With social networking becoming the primary means for many Americans to keep in touch, friends and family are now wondering what happens to these accounts when a loved one passes. Right now, there’s no simple answer to the question of how someone’s online accounts are handled after they pass. There is currently a bill with Legislature that would create a legal right for the executor or administrator of the descendant’s estate to take control of their social media and other digital accounts. However, until such a law is passed, services like Facebook, Twitter, LinkedIn and Gmail are all governed by their terms of service – each having different language and procedures.

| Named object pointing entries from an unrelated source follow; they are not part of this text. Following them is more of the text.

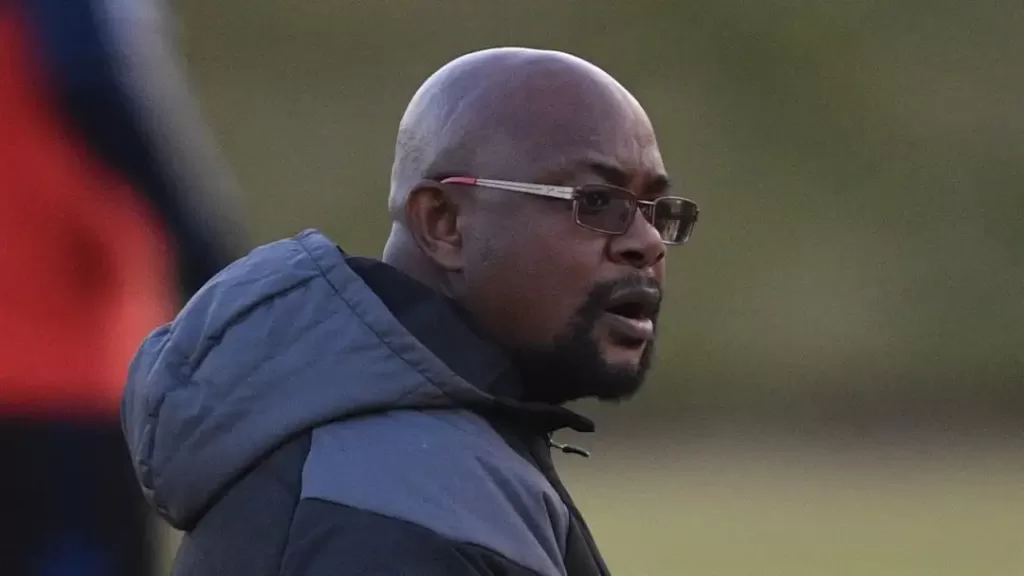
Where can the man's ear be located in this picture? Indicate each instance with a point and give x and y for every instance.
(432, 218)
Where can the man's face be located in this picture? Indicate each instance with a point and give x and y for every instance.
(577, 307)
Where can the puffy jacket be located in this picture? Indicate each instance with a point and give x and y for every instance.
(310, 413)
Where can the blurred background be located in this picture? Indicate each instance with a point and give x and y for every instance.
(840, 386)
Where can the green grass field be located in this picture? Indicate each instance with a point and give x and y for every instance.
(729, 507)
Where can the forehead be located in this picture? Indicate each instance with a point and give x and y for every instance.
(567, 134)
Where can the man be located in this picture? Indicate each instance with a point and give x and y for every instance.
(314, 413)
(107, 181)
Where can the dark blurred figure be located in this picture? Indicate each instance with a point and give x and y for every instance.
(112, 209)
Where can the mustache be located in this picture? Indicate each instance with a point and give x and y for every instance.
(603, 293)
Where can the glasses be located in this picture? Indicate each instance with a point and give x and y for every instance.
(608, 209)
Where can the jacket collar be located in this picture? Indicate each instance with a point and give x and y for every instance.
(445, 329)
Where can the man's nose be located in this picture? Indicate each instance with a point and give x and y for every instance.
(640, 247)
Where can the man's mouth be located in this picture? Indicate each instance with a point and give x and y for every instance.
(631, 315)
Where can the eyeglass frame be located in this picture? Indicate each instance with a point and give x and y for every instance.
(571, 194)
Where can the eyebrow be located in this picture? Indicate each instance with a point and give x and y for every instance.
(615, 176)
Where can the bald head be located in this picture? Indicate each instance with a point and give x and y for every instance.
(535, 277)
(503, 113)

Facebook has an option to “memorialize” an account, where a friend or family member can report the person has died. According to the policy, the account holder’s death has to be proven with a link to an obituary and a Memorialization Request Form must be completed. Once the account has been memorialized, Facebook locks down the account to protect the user’s privacy. Memorializing a profile allows friends and family to view the profile, post photos, express thoughts and feelings and share memories as they grieve a loss. People who might not otherwise hear of the passing may learn of it through the profile page. Verified family members can also request the removal of the account, but Facebook does not release content without a court order.
Twitter offers loved ones the ability to delete the account of the deceased. They work with a person authorized to act on the behalf of the estate, or with a verified immediate family member of the deceased, to have an account deactivated. Twitter requires several documents to be mailed or faxed, including the user’s death certificate.

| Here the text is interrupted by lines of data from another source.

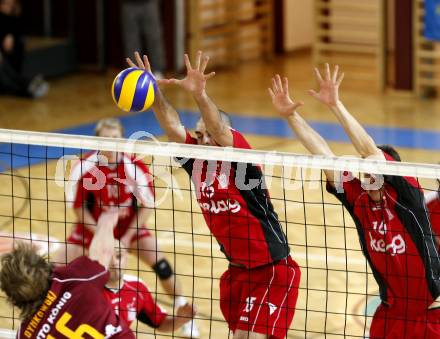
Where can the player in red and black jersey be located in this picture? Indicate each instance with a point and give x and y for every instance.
(132, 300)
(390, 216)
(432, 200)
(65, 302)
(258, 292)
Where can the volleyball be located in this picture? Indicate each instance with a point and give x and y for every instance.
(134, 89)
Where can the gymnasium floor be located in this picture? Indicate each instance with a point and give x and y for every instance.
(333, 289)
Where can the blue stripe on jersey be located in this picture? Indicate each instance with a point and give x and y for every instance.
(120, 82)
(141, 93)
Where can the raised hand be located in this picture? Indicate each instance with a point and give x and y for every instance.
(329, 86)
(186, 311)
(195, 80)
(144, 63)
(281, 100)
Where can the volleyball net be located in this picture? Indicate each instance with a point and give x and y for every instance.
(337, 293)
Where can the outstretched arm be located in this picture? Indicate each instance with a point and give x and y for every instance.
(165, 113)
(172, 323)
(286, 107)
(103, 242)
(329, 95)
(195, 83)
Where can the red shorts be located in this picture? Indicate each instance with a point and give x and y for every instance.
(262, 299)
(387, 323)
(83, 237)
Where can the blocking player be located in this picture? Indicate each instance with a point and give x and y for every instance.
(104, 179)
(132, 300)
(258, 292)
(66, 301)
(391, 219)
(432, 200)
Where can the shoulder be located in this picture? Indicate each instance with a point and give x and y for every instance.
(82, 166)
(239, 141)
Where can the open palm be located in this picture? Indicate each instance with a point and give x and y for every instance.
(280, 97)
(328, 86)
(195, 80)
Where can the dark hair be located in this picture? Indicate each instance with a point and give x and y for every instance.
(391, 151)
(25, 278)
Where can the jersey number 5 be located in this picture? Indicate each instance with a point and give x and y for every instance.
(61, 327)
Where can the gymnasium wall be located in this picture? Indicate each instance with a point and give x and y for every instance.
(298, 24)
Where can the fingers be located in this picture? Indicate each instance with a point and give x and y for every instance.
(286, 85)
(187, 62)
(204, 64)
(210, 75)
(297, 105)
(275, 86)
(198, 59)
(130, 63)
(335, 74)
(271, 93)
(147, 66)
(327, 72)
(279, 83)
(138, 58)
(341, 77)
(318, 75)
(313, 93)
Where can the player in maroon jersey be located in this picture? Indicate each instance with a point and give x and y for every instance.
(104, 179)
(65, 302)
(390, 217)
(258, 292)
(132, 300)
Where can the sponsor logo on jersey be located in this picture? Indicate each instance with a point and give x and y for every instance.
(272, 308)
(395, 246)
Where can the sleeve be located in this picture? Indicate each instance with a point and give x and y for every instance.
(83, 270)
(187, 163)
(151, 313)
(407, 188)
(239, 141)
(349, 191)
(142, 181)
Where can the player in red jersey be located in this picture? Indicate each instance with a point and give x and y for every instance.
(390, 217)
(65, 302)
(258, 292)
(105, 179)
(132, 300)
(432, 200)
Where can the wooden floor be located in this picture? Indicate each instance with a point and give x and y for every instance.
(335, 286)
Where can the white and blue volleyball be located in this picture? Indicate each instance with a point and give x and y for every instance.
(134, 90)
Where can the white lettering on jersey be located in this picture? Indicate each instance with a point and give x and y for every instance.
(249, 304)
(272, 308)
(217, 207)
(111, 330)
(397, 245)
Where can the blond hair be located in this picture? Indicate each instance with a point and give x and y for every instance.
(25, 278)
(108, 123)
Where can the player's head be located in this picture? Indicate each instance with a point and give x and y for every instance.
(390, 150)
(377, 194)
(25, 278)
(8, 6)
(203, 136)
(119, 262)
(109, 128)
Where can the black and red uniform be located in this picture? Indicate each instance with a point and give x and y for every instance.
(75, 306)
(398, 242)
(258, 292)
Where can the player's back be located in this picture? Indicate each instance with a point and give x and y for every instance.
(74, 306)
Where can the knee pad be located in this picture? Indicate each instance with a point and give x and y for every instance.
(163, 269)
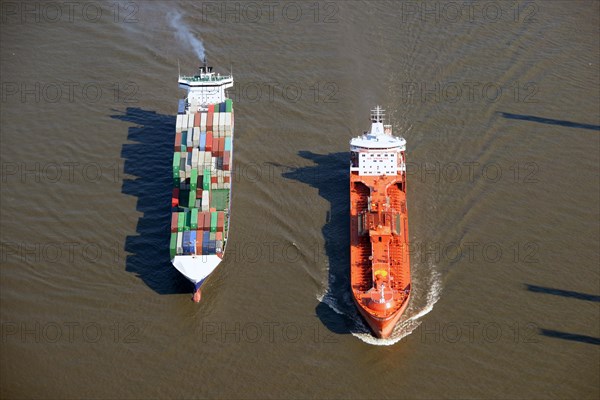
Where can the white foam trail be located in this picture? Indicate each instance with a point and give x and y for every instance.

LinkedIn will deactivate a profile when a family member completes a Verification of Death form, along with the descendants email address and place of most recent employment.
Gmail limits any account access to “an authorized representative of the deceased user” following a formal review process. Google also requires a court order for content requests.
There is so much to think about and cope with following the death of a loved one. That is why it is becoming increasingly important for funeral care providers to evolve and provide clients with guidance and support for all necessary arrangements, including protecting the online identity of your loved one.